SGLT2Is increase serum phosphate concentration , most likely due to increased tubular reabsorption of phosphate.(1) Increased serum phosphate increases concentrations of parathyroid hormone (PTH). Sustained increases in PTH increase bone resorption, increasing the risk of fractures.

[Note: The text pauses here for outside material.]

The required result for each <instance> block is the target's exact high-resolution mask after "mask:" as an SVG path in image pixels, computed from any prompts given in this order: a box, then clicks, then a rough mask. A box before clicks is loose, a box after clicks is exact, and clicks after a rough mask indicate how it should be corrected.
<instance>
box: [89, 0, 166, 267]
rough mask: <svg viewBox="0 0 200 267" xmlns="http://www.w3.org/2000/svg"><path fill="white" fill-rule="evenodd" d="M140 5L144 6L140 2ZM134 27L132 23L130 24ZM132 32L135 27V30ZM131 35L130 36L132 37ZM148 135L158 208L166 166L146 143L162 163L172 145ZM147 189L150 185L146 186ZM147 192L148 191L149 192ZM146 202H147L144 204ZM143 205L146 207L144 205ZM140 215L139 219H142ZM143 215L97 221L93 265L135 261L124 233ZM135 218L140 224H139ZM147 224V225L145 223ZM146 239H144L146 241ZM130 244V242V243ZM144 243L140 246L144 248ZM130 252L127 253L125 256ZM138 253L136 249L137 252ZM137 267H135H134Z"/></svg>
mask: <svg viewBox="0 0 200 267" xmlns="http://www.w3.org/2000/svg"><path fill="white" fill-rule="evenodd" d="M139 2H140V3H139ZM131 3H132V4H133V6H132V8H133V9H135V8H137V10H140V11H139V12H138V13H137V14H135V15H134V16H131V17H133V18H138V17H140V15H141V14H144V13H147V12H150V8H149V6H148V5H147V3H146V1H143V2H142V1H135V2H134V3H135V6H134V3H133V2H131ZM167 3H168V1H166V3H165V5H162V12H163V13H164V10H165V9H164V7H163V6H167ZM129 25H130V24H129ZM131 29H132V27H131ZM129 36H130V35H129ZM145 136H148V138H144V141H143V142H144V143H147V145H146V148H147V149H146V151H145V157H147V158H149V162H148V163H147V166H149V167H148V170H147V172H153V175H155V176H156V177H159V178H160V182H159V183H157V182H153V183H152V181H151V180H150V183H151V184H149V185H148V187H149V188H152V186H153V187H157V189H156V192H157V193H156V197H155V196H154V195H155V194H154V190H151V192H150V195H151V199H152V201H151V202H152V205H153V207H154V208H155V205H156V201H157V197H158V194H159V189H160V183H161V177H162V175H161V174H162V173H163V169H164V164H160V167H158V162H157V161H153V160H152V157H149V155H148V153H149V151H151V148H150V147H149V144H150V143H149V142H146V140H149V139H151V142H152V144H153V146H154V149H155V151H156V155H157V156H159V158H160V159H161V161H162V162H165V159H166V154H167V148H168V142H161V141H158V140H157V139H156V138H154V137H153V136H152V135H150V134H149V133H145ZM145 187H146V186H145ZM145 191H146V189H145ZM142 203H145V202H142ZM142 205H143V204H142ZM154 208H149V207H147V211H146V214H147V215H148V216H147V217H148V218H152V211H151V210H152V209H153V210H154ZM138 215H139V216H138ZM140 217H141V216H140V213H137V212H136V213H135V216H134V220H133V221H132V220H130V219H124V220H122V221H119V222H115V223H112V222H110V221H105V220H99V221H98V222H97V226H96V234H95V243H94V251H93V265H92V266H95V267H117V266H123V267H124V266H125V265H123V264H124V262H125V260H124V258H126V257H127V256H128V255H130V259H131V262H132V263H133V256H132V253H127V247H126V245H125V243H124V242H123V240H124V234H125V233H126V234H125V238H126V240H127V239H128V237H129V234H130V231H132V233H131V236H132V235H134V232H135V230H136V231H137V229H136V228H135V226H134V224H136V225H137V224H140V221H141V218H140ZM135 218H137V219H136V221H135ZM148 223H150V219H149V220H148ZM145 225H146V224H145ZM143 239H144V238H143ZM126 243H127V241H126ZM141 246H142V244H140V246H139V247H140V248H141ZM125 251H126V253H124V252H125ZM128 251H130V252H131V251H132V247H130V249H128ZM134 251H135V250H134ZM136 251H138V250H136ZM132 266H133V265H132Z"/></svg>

Increased phosphate either directly increases fibroblast growth factor 23 (FGF23), or decreases. FGF23 perhaps via parathyroid hormone (PTH) (mechanism unknown). FGF23 regulates plasma phosphate concentration. Increased concentrations of FGF23 have been linked to bone disease. Research suggests that SGLT2-Is decrease mean 1,25-dihydroxyvitamin D ( 1,25-(OH)2 vitamin D).(3) Low levels of 1,25-(OH)2 vitamin D could decrease Ca2+ absorption from the gut, impairing bone calcification
Increased serum phosphate increases FGF23 and PTH, leading to phosphaturia. So increases in mean serum phosphate could be transient or small. Even small changes could affect bone health over time. Studies may not have been long enough to capture the effect of SGLT2 inhibitors on bone. Cardiovascular studies required by the FDA are underway and will be long enough to capture data on fracture risk.